If you’ve fallen into the a common poor meeting culture try running a crisp meeting even as an experiment. You’ll be surprised how different it feels to come out of a focused meeting.
Beach Email
Kids putting the final touches on a grand sandcastle while their dad hunches over a blackberry thumbs on the keys.
We take an annual family beach vacation every year. Two years ago my brother in law turned up with a Blackberry and was constantly checking email over the course of the week to the point of distraction. I’d seen a bit of this behavior in the workplace, but it was a bit disturbing to see a full fledged Crackberry addiction on a beach vacation.
The difference this year was my brother in law has actually kept his crackberry usage down a good bit, but I saw multiple people on the beach hunched over there phones pounding away.
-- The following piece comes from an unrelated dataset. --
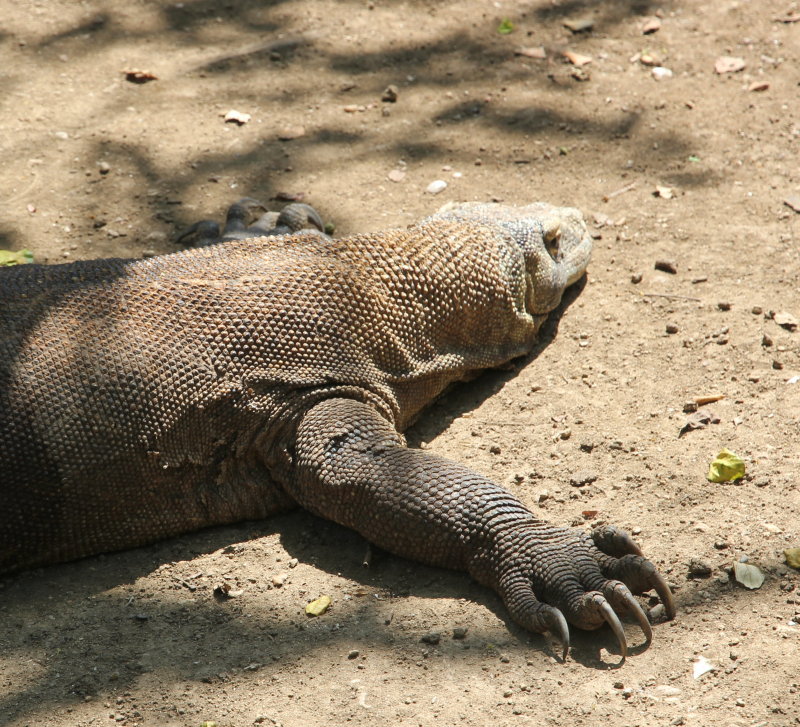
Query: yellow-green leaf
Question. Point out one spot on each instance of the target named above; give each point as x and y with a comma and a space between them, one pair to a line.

Their kids were boogey boarding, jumping in the surf, or building sand castles while they stared at a tiny screen. I’d never seen people on the beach pounding away on a Blackberry.
Personally I gave instructions to my tech lead who was covering while I was out to call me if any emergencies came up, but not to bother trying to get me via email because I wouldn’t be checking it. I didn’t get any calls. I follow the same policy when employees are out I’ll only contact for an actual emergency via a phone call.
I hope seeing the Crackberry’s at the beach will be the last time. Studies are starting to recognize the negative impacts on productivity around this kind of interruption driven existence.
Another Software Development Manager Blog
I happened across Jurgen Appelo’s blog, Managing Software Development recently. If you have room on your RSS list you might want to check it out.